Future Rapid Effects Systems (FRES) Program Update


Armored vehicles at DSEi 07: With a potential value of £16 billion and a potential through-life cost of £50 billion, Future Rapid Effects Systems (FRES) is the largest armored fighting vehicle program in Europe, with up to 3,000 vehicles expected to be procured. The MoD is targeting an initial operating capability in 2012. At present, the competition for the procurement of about 2,000 8×8 FRES Utility Vehicles (UV) is underway toward fielding in 2012. This family of wheeled vehicles will include variants such as a scout vehicle, to replace the current Scimitar, a direct fire platform and maneuver support vehicles (engineer and bridgelayer vehicles). In a follow-on procurement MoD is expected to select a land combat vehicle, troop carrier and mobile gun and mortar carrier systems, based on a different tracked or wheeled platforms.

The three finalists for FRES UV – French Nexter VBCI, German-Dutch BOXER built by Artec and the Swiss made General Dynamics’ / MOWAG Piranha Evolution based on the Piranha V design, participated in intensive trials held this summer. A decision based on the outcome of these tests is expected in November 07.

Artec positions its Boxer as highly attractive for co-production with British manufacturers (Britain was part of the vehicle’s original design). With its modular approach, Boxer enables local production of the rear mission module while utilizing economy of scale in the production of the main chassis.

With vehicle configuration ranging in the 30-36 ton range, Boxer will be air transportable in an A-400M aircraft. Originally, Britain pulled out of the program as the vehicle became too heavy for its requirements. However, since the heavier (more protected) FRES UV is no longer required to be air-transportable in a Lockheed C-130 Hercules, Boxer re-emerged as a candidate for the program.

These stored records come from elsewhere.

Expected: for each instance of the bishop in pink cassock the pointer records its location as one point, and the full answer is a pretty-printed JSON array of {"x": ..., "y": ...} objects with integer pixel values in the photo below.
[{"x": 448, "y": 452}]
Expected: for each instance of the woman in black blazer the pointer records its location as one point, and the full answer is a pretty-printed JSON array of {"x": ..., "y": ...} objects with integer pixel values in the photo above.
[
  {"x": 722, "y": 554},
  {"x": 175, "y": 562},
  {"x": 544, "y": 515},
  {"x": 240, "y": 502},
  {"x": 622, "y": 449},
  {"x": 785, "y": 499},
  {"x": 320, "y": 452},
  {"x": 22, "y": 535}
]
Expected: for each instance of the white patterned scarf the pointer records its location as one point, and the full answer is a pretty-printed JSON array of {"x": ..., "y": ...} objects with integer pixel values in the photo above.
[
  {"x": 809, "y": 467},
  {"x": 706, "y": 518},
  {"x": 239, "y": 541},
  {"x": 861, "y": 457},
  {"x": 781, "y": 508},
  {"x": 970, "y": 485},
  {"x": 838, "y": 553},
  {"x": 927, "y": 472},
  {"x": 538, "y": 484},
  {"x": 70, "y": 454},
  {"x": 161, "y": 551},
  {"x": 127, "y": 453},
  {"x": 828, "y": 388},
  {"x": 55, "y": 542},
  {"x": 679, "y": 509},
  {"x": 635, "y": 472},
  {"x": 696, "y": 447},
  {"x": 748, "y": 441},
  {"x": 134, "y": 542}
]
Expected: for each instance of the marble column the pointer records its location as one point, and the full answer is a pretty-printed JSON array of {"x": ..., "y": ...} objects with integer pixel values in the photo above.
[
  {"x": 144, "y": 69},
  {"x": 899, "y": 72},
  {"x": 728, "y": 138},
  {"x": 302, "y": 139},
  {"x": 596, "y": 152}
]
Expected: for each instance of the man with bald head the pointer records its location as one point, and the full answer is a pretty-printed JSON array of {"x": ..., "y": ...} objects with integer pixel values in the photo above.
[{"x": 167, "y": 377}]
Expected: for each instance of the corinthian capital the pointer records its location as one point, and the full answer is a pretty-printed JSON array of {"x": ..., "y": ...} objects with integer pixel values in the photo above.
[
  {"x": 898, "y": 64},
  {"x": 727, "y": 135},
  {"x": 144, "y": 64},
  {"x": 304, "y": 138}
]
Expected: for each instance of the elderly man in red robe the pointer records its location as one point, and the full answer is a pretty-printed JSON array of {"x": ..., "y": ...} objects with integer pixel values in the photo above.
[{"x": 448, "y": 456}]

Piranha also had to add weight to meet the MoD required specs. In the design of Piranha V, MOWAG increased the vehicle’s gross weight to 28 tons, with a design target weight of 30 tons, five tons over the current IV versions. It will use four steerable axles, offering improved maneuverability in urban terrain. While Piranha V seems to be the least mature vehicle of the three optional candidates, General Dynamics UK promotes it as the most attractive for Britain, since the company plans to leverage FRES to establish local production lines in the UK, delivering Piranha V vehicles to the British Army as well as for export. GD UK forecasts a world market for at least 2,000 vehicles over 10 years, on top some 3,000 destined for the FRES program. GD expects the first vehicle to roll out of the Swiss current assembly line in 2009.

One of the key requirements for FRES is the integrated protection suite, incorporating an Active Protection System (APS). At DSEi 07 General Dynamics/MOWAG demonstrated a Pirnha III vehicle fitted with Saab Avitronics LEDS active protection system, which could be included GD’s protection suite for FRES. However, active protection is being evaluated separately as part of the overall FRES program, and is not associated with a specific platform. Another program launched recently is the System of Systems Integration (SOSI), for which Thales UK and Boeing UK were selected.